The trust level of a site would be based on how many clicks away
it is from seed sites. A site that is one click away accrues a lot of
trust; two clicks away, a bit less; three clicks away, even less; and
so forth. Figure 13 illustrates the
concept of TrustRank.
The researchers of the TrustRank paper also authored a paper
describing the concept of spam mass (http://ilpubs.stanford.edu:8090/697/1/2005-33.pdf).

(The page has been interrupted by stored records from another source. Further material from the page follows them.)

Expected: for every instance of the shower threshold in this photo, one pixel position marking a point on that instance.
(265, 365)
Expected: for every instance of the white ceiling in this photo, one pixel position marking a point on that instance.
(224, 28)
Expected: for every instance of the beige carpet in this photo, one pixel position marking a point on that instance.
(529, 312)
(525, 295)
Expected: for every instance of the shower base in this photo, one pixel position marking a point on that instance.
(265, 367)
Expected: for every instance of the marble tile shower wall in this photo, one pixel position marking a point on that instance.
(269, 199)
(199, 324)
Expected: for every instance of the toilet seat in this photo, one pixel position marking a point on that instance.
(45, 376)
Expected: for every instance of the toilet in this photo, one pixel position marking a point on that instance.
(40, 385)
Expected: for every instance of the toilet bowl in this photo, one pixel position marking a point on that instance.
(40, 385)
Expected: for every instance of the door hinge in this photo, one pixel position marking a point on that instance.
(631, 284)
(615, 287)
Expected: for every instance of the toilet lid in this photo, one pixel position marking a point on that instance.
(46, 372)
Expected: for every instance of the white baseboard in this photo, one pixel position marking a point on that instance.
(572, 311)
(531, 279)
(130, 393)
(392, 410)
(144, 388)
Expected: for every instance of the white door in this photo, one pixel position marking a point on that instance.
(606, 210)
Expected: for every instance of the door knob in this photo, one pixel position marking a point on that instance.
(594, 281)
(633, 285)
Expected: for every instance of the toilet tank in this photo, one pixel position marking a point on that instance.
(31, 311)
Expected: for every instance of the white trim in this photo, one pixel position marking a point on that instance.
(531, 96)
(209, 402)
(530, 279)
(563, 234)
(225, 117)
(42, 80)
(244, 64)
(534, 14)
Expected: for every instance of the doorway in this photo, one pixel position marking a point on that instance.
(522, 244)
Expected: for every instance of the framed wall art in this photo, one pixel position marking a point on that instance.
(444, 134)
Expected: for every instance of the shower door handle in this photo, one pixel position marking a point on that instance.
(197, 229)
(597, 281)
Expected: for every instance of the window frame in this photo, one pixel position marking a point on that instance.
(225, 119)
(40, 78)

This paper focuses on evaluating the effect of spammy links on a
site’s (unadjusted) rankings. The greater the impact of those links,
the more likely the site itself is spam. A large percentage of a
site’s links being purchased is seen as a spam indicator as well. You
can also consider the notion of reverse
TrustRank, where linking to spammy sites will lower a
site’s TrustRank.
It is likely that Google, Yahoo!, and Bing all use some form of
trust measurement to evaluate websites, and that this trust metric can
be a significant factor in rankings. For SEO practitioners, getting
measurements of trust can be difficult. Currently, mozTrust from
SEOmoz’s Linkscape is the only publicly available measured estimation
of a page’s TrustRank.
3. How Search Engines Use Links
The search engines use links primarily to discover web pages, and
to count the links as votes for those web pages. But how do they use
this information once they acquire it? Let’s take a look:
Index inclusion
Search engines need to decide what pages to include in their
index. Discovering pages by crawling the Web (following links) is
one way they discover web pages (the other is through the use of
XML Sitemap files). In addition, the search engines do not include
pages that they deem to be of low value because cluttering their
index with those pages will not lead to a good experience for
their users. The cumulative link value, or link juice, of a page
is a factor in making that decision.
Crawl rate/frequency
Search engine spiders go out and crawl a portion of the Web
every day. This is no small task, and it starts with deciding
where to begin and where to go. Google has publicly indicated that
it starts its crawl in PageRank order. In other words, it crawls
PageRank 10 sites first, PageRank 9 sites next, and so on. Higher
PageRank sites also get crawled more deeply than other sites. It
is likely that other search engines start their crawl with the
most important sites first as well.
This would make sense, because changes on the most important
sites are the ones the search engines want to discover first. In
addition, if a very important site links to a new resource for the
first time, the search engines tend to place a lot of trust in
that link and want to factor the new link (vote) into their
algorithms quickly.
Ranking
Links play a critical role in ranking. For example, consider
two sites where the on-page content is equally relevant to a given
topic. Perhaps they are the shopping sites Amazon.com and (the
less popular) JoesShoppingSite.com.
The search engine needs a way to decide who comes out on
top: Amazon or Joe. This is where links come in. Links cast the
deciding vote. If more sites, and more important sites, link to
it, it must be more important, so Amazon wins.